At the global scale, the continuing bias against women is reiterated in the research and production of contraceptives which largely have in mind women as users. What’s keeping us from massive research on producing contraceptives for men as well? How come such research has not been as quick as those done for contraceptives targeting women?

Sixth, while reproductive health is both a woman’s and man’s issue the national debate starkly reveals the dearth of women’s voices/participation in an issue that significantly affects them (because family planning is largely placed on their shoulders). While it is good and refreshing to listen to men dissecting (coldly, to my observation) women-also issues such as birth control, their voices do not necessarily reflect the minds of women. I – and the rest of us surely – would also like to listen to what women have to say on the issue. Not just from one or two women but at least 70% of women in this country. The debate has been going on without reference to solid research on Filipino women’s views and experiences of reproductive health. Arguments in the past 15 years are largely biased on personal and incomplete views of politicians. Because it is politically-charged, exchanges had become cocky and amnesiac such as the most recent one – “is population control good for the economy and how?” I empathize with NEDA Chief Balisacan because I imagined that his silence in the face of this question to him was not because of the absence of intelligent things to say rather I imagined that he struggled internally to keep a smile on while imploding with disbelief – god, how many Chiefs had gone ahead of me and still this is the question? Resounding evidence the world over says yes it is – just look at the economies of world powers – and it is now up to the Senate to, as what my professor in undergrad law bellowed to a male classmate, “stand up and have the balls” to make the goddamn decision for the Philippines. Fifteen years are plenty time doing foreplay. If the decision was made then this generation will have been now reaping some benefits but if the decision is made after another 15 years it will be the 10th generation who will benefit and by then do we even know that given the changing climate now the earth as we know now will be the same in that time?
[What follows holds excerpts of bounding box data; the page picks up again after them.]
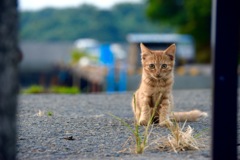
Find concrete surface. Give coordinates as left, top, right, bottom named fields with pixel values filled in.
left=17, top=89, right=214, bottom=160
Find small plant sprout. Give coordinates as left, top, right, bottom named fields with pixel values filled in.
left=109, top=94, right=162, bottom=154
left=36, top=110, right=44, bottom=117
left=47, top=111, right=53, bottom=116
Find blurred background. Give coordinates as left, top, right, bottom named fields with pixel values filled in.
left=18, top=0, right=211, bottom=94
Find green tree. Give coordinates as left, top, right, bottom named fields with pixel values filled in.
left=20, top=3, right=164, bottom=42
left=146, top=0, right=211, bottom=62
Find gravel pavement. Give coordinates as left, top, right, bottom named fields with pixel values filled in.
left=17, top=90, right=211, bottom=160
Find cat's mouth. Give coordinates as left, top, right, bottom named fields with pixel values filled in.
left=153, top=75, right=162, bottom=80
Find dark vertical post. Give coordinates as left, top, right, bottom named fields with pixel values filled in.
left=0, top=0, right=20, bottom=160
left=211, top=0, right=239, bottom=160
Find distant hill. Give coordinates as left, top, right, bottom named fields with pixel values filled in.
left=20, top=3, right=171, bottom=42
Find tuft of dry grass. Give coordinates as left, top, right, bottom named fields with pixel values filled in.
left=156, top=122, right=200, bottom=153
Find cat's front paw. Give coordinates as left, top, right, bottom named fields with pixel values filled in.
left=159, top=120, right=173, bottom=127
left=138, top=119, right=148, bottom=126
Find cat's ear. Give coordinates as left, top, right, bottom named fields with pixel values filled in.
left=140, top=43, right=151, bottom=60
left=164, top=44, right=176, bottom=61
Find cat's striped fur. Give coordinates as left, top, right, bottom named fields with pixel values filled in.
left=132, top=43, right=207, bottom=126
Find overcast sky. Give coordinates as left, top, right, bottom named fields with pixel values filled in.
left=18, top=0, right=143, bottom=10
Seventh, population control (as just one of the components of reproductive health) is to developing countries as what carbon emission reduction is to developed countries. Each refuses to budge. But each knows that not to budge is a decision made toward a bleak future for all. As Northern countries “pressure” their Southern counterparts toward embracing population control in RH, they need to also think about their responsibility over global carbon emission and its limiting effects on struggling countries. The UN has introduced good terms in its current development assistance framework – One; Equity. In this sense, the pressure is also on Northern countries to be models of the change we all want to see in our world.